An excerpt from the motivation for the source dataset: "The five-day predictions are intended as research datasets, which have numerous applications: to study the science of composition forecasting, to help guide NASA’s field campaigns, and to examine global predictions of surface air quality in context of emissions and transport."


NASA has papers that document how they model the atmosphere and calculate the base forecasts.


After extracting the GEOS-CF forecast values for locations inside Allegheny County, we calculate and add a column for the Air Quality Index (AQI) value that corresponds to each measurement. These AQI values make the air-quality parameters easier to interpret. This document from the EPA describes the Air Quality Index and how to calculate it.

Each record is a prediction for a particular air quality parameter, for a particular day and hour (within five days after the prediction), and for a particular cell in a 25-km grid overlaying Allegheny County. For some locations, we've also added the name of a place (e.g., "Pittsburgh" or "Penn Hills") within that cell, to make look-ups easier.

Known Uses

Recommended Uses

This data could provide an early-warning system for certain kinds of unhealthy air-quality events, such as dangerously high PM2.5 levels from wildfire-induced smog.

Known Limitations/Biases

The GEOS-CF forecast predicts air quality at ground level and does not account for significant variations in altitude. It can not predict incidents resulting from, for instance, emission of gases from industrial facilities, before they happen. It is pretty good at modelling the movement of existing pollutants through the atmosphere. Its spatial resolution (currently 25 km) is another limitation; it can only provide an average over a large area and isn't sensitive to smaller-scale variations. More detailed descriptions of the limitations are provided in this paper.
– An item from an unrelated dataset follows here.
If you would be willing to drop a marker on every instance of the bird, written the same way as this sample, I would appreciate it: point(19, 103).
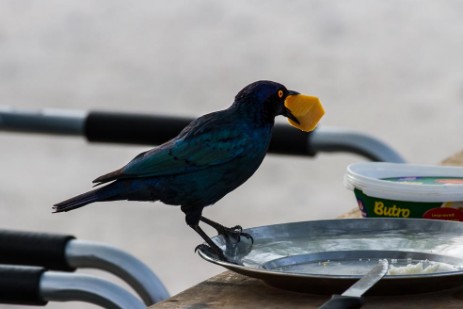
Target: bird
point(210, 157)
Also, sometimes the model results can not be computed on the expected schedule. (These delays are reported on the "geos-cf-users" mailing list.) In these instances, our automated processes fall back to the previous day's forecasts; the date_of_prediction field provides the date that the forecast was made.

Further Documentation and Resources

All of the air quality parameters forecast in this dataset are measured by the Allegheny County Health Department, and those measurements (as well as many others) are published in the Allegheny County Air Quality dataset.